Arturo fumed and drummed his fingers on the steering-wheel. Each time he’d caught Ada at this, she’d used the extra time to crawl back into bed for a leisurely morning, but who knew if today was the day she took her liberty and went downtown with it, to some parental nightmare of a drug-den? Some place where the old pervert chickenhawks hung out, the kind of men he arrested in burlesque house raids, men who masturbated into their hats under their tables and then put them back onto their shining pates, dripping cold, diseased serum onto their scalps. He clenched his hands on the steering wheel and cursed.
In an ideal world, he’d simply follow her. He was good at tailing, and his unmarked car with its tinted windows was a UNATS Robotics standard compact #2, indistinguishable from the tens of thousands of others just like it on the streets of Toronto. Ada would never know that the curb-crawler tailing her was her sucker of a father, making sure that she turned up to get her brains sharpened instead of turning into some stunadz doper with her underage butt hanging out of a little skirt on Jarvis Street.
In the real world, Arturo had thirty minutes to make a forty minute downtown and crosstown commute if he was going to get to the station house on-time for the quarterly all-hands Social Harmony briefing. Which meant that he needed to be in two places at once, which meant that he had to use—the robot.
Swallowing bile, he speed-dialed a number on his phone.
“This is R Peed Robbert, McNicoll and Don Mills bus-shelter.”
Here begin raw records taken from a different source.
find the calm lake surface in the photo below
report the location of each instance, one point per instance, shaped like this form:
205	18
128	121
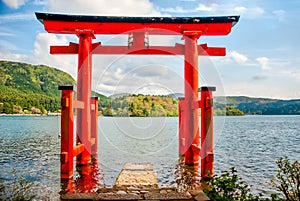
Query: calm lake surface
250	143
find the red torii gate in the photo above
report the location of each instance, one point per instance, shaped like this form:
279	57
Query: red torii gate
86	27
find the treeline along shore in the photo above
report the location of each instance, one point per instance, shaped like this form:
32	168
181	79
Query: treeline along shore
27	89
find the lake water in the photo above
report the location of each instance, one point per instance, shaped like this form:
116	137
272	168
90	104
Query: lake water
250	143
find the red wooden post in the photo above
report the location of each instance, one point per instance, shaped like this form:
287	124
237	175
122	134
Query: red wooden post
94	129
191	96
67	132
207	132
181	138
84	94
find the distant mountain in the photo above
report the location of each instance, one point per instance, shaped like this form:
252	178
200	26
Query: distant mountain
119	95
262	106
30	89
26	88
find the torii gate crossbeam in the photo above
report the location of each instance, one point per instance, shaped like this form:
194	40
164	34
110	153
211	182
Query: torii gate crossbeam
190	28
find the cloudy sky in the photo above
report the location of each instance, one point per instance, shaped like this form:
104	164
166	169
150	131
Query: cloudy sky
263	57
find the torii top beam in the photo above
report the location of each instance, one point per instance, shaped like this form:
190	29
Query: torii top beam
68	24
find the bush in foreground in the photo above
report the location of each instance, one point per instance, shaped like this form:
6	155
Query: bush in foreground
229	187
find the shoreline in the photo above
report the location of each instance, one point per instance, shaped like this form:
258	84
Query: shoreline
34	115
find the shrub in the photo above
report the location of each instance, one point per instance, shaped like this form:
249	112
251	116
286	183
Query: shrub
288	179
229	187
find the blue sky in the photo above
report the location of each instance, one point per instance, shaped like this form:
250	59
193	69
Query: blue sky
262	59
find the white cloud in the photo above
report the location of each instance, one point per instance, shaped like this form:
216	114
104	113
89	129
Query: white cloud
177	9
264	62
238	57
105	7
203	7
250	13
14	3
5	45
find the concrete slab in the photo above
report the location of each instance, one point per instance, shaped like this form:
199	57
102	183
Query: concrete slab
138	175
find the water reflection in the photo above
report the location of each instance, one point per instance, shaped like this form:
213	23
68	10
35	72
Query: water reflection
187	176
88	179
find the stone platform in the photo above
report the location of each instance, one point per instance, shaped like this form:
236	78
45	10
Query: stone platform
137	175
137	181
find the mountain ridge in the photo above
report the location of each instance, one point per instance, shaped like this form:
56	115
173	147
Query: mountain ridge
26	88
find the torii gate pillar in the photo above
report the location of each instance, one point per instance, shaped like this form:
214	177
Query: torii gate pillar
191	119
84	83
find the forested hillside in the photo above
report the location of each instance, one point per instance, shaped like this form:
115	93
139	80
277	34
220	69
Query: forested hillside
25	88
29	89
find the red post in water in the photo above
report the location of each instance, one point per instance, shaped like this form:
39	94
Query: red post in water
207	132
67	132
181	138
94	129
84	95
191	120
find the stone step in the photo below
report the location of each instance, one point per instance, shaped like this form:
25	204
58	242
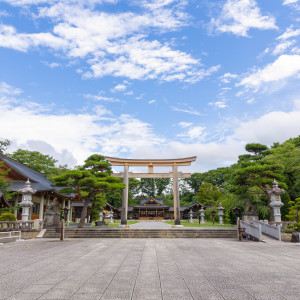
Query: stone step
143	233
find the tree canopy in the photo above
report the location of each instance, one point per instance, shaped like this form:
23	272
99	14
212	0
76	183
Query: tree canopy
88	181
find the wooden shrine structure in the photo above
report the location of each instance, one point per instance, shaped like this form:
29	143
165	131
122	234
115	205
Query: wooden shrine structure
151	163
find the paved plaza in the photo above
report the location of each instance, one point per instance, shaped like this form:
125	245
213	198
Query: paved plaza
149	269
“That’s nice. This is Detective Icaza de Arana-Goldberg, three blocks east of you on Picola. Proceed to my location at once, priority urgent, no sirens.”
“Acknowledged. It is my pleasure to do you a service, Detective.”
“Shut up,” he said, and hung up the phone. The R Peed—Robot, Police Department—robots were the worst, programmed to be friendly to a fault, even as they surveilled and snitched out every person who walked past their eternally vigilant, ever-remembering electrical eyes and brains.